I find paren-haters are always people that haven't done much or any
programming in Scheme or Lisp. Once you've done it, you see the power
and beauty of the s-expression syntax framework. GLS described this
journey in an earlier msg, when he talked about Lisp programmers who,
as beginners, implement and then subsequently abandon, infix syntaxes.
It's not just an oversight that Lisp syntax is the way it is!
Kent Pitman has a nice discussion of s-expression syntax on slashdot today --
he did a Q&A interview, and this was the very first question!
Here's my bottom line on s-exp syntax: the things people don't like about it,
i.e., all those parents, are really, really surface issues. Surface issues
vanish perceptually after you acclimate. Schemers are puzzled by the
complaints because *we don't even see the parens* about which people complain.

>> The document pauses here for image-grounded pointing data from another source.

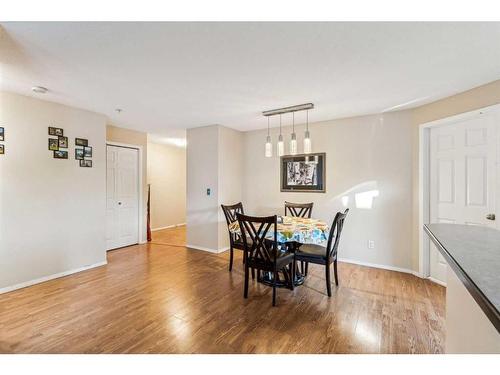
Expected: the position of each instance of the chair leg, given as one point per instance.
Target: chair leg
(274, 288)
(335, 272)
(328, 282)
(245, 290)
(230, 259)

On the other hand, the things that are *good* about the s-exp syntax, persist:
- Easy for program-development environments to understand and manipulate
- Straightforward to layout on the page
- New, defined operators given equal treatment to base operators, i.e.,
the built-in integer-multiply function is used in the same manner (* ...)
as the matrix-multiply function (matrix* ...) I write. This is especially
important in a language where procedures are first-class.
and, for me, the primo, numero uno, big, major win:
- Easy to syntactically extend, i.e., with the new little language
you just dreamed up for your particular problem domain.
S-expression syntax rocks. If it looks ugly to you, then, to me, that just
means you haven't yet had the full experience.